Mime-Version: 1.0 (Mac OS X Mail 11.5 \(3445.9.7\))
From: Jonathan Morton <chromatix99@gmail.com>
In-Reply-To: <MN2PR19MB4045BC0869B633F8EB11155583E40@MN2PR19MB4045.namprd19.prod.outlook.com>
Date: Sun, 15 Nov 2020 19:13:41 +0200
Cc: Sebastian Moeller <moeller0@gmx.de>, Pete Heist <pete@heistp.net>, tsvwg IETF list <tsvwg@ietf.org>
Content-Transfer-Encoding: quoted-printable
Message-Id: <917073C5-B0C1-42BB-ACB0-120E9FA58A2A@gmail.com>
References: <d2edb18dd3cbfecce0f70b3345e4ea70a0be57b9.camel@heistp.net> <AF7A15D8-28DA-4DE5-96AB-BE9B6A468C3D@gmx.de> <MN2PR19MB4045BC0869B633F8EB11155583E40@MN2PR19MB4045.namprd19.prod.outlook.com>
To: "Black, David" <David.Black@dell.com>
X-Mailer: Apple Mail (2.3445.9.7)
Archived-At: <https://mailarchive.ietf.org/arch/msg/tsvwg/R9DIeOQ52cMrcMQT1IMjP80Fn7A>
Subject: Re: [tsvwg] new tests of L4S RTT fairness and intra-flow latency
X-BeenThere: tsvwg@ietf.org
X-Mailman-Version: 2.1.29
Precedence: list
List-Id: Transport Area Working Group <tsvwg.ietf.org>
List-Unsubscribe: <https://www.ietf.org/mailman/options/tsvwg>, <mailto:tsvwg-request@ietf.org?subject=unsubscribe>
List-Archive: <https://mailarchive.ietf.org/arch/browse/tsvwg/>
List-Post: <mailto:tsvwg@ietf.org>
List-Help: <mailto:tsvwg-request@ietf.org?subject=help>
List-Subscribe: <https://www.ietf.org/mailman/listinfo/tsvwg>, <mailto:tsvwg-request@ietf.org?subject=subscribe>
X-List-Received-Date: Sun, 15 Nov 2020 17:13:47 -0000

> On 15 Nov, 2020, at 3:26 am, Black, David <David.Black@dell.com> wrote:
> 
> To date, the 'Prague L4S Requirements' (Appendix A of draft-ietf-tsvwg-ecn-l4s-id) have been strongly associated with TCP Prague.  That association ought to be teased apart so that the resulting L4S scalable congestion control requirements provide a reasonable design space that can include a number of other congestion control designs - in addition to what's been discussed, e.g., SCReAM, it would be useful to better understand what it would take for implementations of protocols such as DCTCP and BBR (e.g., for QUIC) to meet those requirements.

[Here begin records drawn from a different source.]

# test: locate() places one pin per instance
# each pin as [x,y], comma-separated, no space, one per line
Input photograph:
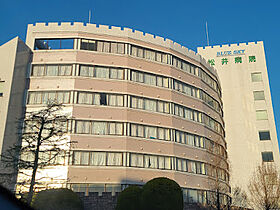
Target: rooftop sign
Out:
[230,52]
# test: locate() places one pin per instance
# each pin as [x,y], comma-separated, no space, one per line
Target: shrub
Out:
[129,199]
[162,194]
[57,199]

Along these lines, let's look at the components of L4S:

1: The "architecture" involves a qualitative, revolutionary alteration to the meaning of a CE mark (relative to that established in RFC-3168 and revised quantitatively in RFC-8511).  In essence, it introduces AIAD semantics where AIMD was previously expected.

2: A classifier codepoint - ECT(1) - asserts to the network that this alternative CE semantic is in force on a given flow.  Important to note that existing networks do not expect this signal, and are thus incapable of correctly interpreting it; they assume that an ECT(1) packet should be treated the same as an ECT(0) packet, because that is what RFC-3168 specifies.

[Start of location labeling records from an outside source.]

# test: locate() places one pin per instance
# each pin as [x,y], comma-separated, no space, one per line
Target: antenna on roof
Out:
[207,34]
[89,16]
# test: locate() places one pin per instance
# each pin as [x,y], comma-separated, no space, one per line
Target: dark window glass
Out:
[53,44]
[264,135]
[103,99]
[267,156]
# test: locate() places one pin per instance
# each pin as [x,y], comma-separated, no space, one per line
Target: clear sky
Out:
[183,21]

3: AccECN is a TCP extension that provides precise, reliable feedback of the density of CE marks on TCP flows.  This is deemed necessary because the AIAD steady-state has multiple CE marks per RTT, rather than multiple RTTs per CE mark in the AIMD steady-state.

4: TCP Prague, as the reference congestion-control algorithm, implements the classifier codepoint at origin when AccECN is negotiated, and exhibits a DCTCP-like (AIAD) response to CE feedback, and a NewReno-like (AIMD) response to packet loss.

5: DualPI2, as the reference L4S-aware AQM and qdisc, uses the classifier codepoint to implement what amounts to a PHB, differentiating L4S traffic from "classic" conventional traffic.  This PHB both implements the required change in AQM behaviour and provides an effective prioritisation of L4S traffic.  According to the designers, it explicitly avoids maintaining per-flow state.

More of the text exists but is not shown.